The way Gordon sees it, they’re signing their own death warrants.
□ □ □ □ □ □ □ □ □
That story Lloyd told about the Anunnaki is actually a pretty good description of how the Archons work within the Dark Brotherhood. Except for the lizard part. I don’t know where Lloyd got that. Like daimons, Archons can manifest in any way they choose. So you’ve got the Good (daimons), the Bad (Archons), and the Ugly (Lloyd and the other Dark Brothers of his ilk…).
Maybe the reptilian slant to Lloyd’s story is just a case of like resonating with like.
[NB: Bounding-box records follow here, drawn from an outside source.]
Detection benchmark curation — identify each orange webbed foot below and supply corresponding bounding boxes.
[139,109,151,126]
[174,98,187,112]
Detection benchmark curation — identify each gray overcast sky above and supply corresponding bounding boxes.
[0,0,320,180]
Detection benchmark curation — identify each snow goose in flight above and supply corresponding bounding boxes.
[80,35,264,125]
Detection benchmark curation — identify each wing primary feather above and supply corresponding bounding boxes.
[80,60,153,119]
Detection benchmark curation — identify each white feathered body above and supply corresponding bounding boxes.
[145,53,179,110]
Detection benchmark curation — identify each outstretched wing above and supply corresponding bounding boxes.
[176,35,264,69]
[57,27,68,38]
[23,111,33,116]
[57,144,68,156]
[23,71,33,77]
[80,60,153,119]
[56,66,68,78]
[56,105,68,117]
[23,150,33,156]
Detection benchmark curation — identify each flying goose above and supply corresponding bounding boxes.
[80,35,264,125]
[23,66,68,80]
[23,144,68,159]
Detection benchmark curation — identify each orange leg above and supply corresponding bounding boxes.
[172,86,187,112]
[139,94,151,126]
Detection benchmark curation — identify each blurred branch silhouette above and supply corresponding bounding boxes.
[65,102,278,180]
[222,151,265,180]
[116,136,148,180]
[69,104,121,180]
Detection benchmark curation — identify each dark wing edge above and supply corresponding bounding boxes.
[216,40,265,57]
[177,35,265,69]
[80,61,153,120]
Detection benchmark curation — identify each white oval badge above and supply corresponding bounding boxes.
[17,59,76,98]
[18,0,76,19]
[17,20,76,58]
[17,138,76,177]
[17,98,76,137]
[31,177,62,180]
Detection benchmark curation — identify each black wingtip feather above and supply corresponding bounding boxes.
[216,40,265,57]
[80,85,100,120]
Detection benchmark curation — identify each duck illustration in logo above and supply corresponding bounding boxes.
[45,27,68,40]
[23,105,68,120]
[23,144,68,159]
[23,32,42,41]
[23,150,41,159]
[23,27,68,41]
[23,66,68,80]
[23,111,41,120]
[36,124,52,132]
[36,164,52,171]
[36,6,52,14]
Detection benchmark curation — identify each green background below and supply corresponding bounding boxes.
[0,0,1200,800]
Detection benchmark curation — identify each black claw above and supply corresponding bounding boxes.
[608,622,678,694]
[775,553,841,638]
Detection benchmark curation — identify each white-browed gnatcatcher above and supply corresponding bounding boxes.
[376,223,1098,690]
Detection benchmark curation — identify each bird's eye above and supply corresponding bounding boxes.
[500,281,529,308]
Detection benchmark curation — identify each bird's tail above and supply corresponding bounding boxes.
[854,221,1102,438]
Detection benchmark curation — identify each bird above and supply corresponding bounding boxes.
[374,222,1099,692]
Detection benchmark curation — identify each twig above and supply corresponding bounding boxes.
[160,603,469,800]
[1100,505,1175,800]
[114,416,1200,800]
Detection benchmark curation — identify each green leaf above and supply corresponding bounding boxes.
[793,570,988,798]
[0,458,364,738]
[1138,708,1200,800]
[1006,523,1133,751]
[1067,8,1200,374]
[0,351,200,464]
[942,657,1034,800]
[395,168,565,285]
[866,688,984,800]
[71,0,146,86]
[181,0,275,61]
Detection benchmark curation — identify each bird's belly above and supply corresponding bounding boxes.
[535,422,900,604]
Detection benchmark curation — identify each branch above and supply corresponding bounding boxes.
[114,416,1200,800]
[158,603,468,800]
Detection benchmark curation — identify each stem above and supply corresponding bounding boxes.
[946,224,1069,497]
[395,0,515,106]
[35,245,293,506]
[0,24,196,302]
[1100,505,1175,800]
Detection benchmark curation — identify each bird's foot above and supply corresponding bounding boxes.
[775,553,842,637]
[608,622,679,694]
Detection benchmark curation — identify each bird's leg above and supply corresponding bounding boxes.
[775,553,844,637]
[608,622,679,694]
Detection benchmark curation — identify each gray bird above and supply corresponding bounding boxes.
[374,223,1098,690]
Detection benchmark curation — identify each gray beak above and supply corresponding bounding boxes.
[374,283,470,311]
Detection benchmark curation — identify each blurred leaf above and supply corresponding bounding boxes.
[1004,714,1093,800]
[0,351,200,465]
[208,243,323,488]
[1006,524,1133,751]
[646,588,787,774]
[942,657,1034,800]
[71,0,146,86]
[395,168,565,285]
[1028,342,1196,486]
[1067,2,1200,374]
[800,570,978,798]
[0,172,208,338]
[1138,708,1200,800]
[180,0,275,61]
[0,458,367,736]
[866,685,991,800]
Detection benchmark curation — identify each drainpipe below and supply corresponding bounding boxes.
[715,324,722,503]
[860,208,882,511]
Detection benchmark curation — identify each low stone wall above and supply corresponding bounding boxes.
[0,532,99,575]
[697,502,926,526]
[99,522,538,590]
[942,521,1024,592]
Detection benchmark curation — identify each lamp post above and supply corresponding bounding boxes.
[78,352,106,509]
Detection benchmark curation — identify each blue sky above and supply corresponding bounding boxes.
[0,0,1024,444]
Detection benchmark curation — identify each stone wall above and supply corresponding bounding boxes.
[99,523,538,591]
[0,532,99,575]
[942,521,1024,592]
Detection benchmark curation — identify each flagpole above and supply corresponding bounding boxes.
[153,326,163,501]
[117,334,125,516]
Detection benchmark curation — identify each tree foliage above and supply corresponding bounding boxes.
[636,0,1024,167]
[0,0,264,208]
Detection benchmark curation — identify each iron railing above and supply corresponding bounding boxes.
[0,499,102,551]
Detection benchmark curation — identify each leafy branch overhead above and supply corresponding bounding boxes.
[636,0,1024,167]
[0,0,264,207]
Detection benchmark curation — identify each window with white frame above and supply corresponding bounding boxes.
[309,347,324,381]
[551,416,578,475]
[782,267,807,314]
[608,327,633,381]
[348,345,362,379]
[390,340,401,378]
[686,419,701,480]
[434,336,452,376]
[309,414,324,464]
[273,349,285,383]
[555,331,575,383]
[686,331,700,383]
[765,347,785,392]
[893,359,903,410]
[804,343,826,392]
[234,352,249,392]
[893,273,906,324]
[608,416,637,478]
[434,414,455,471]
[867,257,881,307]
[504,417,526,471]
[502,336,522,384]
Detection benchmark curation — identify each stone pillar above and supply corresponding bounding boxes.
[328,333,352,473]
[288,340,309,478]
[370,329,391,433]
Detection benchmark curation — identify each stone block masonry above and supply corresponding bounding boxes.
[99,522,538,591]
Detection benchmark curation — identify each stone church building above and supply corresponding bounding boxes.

After all, every human being shares some of the same genetic codes with reptiles. In fact, if you’ve ever run across Paul MacLean’s triune brain theory, you’ll know that the human brain is actually three-brains-in-one. The oldest part of the brain (the brain stem and cerebellum) is known as the reptilian brain, or R-complex. The reptilian brain is all about physical survival–the three F’s (Feed me! Fight me! Fuck me!… Didn’t I already mention that somewhere?). R-complex behavior is automatic, ritualistic, and highly resistant to change–just like the Vatican. So it would follow that people who identify too strongly with their reptilian brain functions might resonate with dinosaurs and snakes and their legacy of reptilian archetypes, which turn up so often in our creation myths and dreams.
Or maybe there’s more to it than that. Maybe in some cheap-ass sci-fi version of the Many-Worlds Interpretation from quantum physics, a parallel universe was created when a meteor slammed into the Yucatán 65 million years ago and dinosaurs survived the Ice Age by going underground. And now that parallel universe is interacting with our own and the dinosaurs have evolved into big-brained, blood-swilling Tyrannohumans who want us to take out high-interest loans on our credit cards.